I checked the internet on this and found that yes, indeed, PGA golfers are allowed to check their incoming e-mails and, according to Carter Rich, equipment standards manager for the USGA: “It’s fine to call your family and let them know you’ll be late for dinner. But calling your coach for swing tips is of course not permitted under the Rules of Golf.” So if you’re Tiger Woods and you get a nasty incoming call from your ex-wife, even if you don’t answer it, the mere fact she is calling you can negatively affect your focus. But it can also have the opposite effect. If you’re Phil Mickelson and you get an e-mail or incoming call from your loving wife, Amy, telling you she’s preparing (metaphorically speaking) a huge delicious steak for dinner, and you love steak, that could have a positive effect. So my suggestion is: Ban all cell phones and I-phones on the course during the PGA tour, and this would apply to the fans as well as the players. Distracting phones have no place on the golf course during competition.  And they definitely shouldn’t be used to enhance performance.

I’m sure the golf pundits will be having a field day with this question, but I’m equally certain it’s because of one of two reasons. Or both.

First, as far as I know, Tiger has not brought about closure to his confrontation with Sergio Garcia. As I’ve often stated, when you are angry you give away your power. Tiger needs to arrange a public meeting with Sergio, have him apologize, and then Tiger can gracefully accept his apology and forgive him. And move on.

The second reason, and could very well have happened the night before his final round, he may have received a nasty phone call from his ex-wife threatening that he will not be able to see his children during normal visiting hours as authorized by the court. As any man (or woman) will tell you, when you get a divorce and there are children involved, the divorce doesn’t end your relationship with your ex, it only transforms it. And my understanding is that Tiger’s ex-wife is not very fond of his significant other, Lindsey Vonn.

So there you have it, and when you combine the above with the fact that Phil Mickelson is enjoying a happy family life (which I assume is true) then good things happen. What takes place away from the golf course affects what takes place on the golf course. Maybe Amy, Phil’s wife, told him the night before the final round that she was pregnant with their fourth child and 43-year old Phil was going to be a papa again? Of course, his being forty-three that could have had the opposite effect ☺

For those of you who follow my column know that I believe there’s a relationship between an athlete’s feelings of self-worth (self-esteem) and performance. Regarding the US Open, it’s my opinion that Phil Mickelson’s trip to attend his daughter’s eighth-grade graduation enhanced his own feelings of self-worth and his game. Athletes who are happy and whose lives are in harmony perform close to their skill levels on a consistent basis. Women in the LPGA who take a break and have a baby often return to the tour and start winning tournaments.

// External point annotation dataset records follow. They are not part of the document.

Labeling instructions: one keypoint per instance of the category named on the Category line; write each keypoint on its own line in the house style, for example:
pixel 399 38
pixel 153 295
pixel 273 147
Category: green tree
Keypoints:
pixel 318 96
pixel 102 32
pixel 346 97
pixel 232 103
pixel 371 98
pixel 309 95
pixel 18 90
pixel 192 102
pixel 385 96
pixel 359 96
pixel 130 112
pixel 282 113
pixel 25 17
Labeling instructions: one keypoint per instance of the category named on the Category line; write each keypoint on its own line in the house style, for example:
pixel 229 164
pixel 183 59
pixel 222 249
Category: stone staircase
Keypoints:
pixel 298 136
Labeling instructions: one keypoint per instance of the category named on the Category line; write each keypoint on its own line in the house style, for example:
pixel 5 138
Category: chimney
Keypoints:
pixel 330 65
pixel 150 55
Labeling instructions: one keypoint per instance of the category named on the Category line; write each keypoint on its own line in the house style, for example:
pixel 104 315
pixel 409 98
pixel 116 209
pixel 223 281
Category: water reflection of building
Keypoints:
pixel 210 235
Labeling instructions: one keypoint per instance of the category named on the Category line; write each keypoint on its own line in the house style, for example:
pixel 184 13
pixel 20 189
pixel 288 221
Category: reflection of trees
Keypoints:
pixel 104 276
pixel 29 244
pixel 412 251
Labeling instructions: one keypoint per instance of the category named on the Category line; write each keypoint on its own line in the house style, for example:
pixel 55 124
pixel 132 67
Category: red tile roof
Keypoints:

On the negative side, as soon as Tiger Woods publicly accepts Sergio’s apology and gives vent to his anger his game will kick in. When athletes are angry, they give away their power. I’m surprised Lindsey Vonn, Tiger’s significant other (who has a strikingly similar appearance to two of Tiger’s past significant others – all statuesque blonds who were highly intelligent – one of whom he married) does not kick some sense into his head and encourage him to resolve his issue with Sergio. He had a chance, when they shook hands, but said not a word. By accepting Sergio’s apology he would be doing it for himself, not Sergio.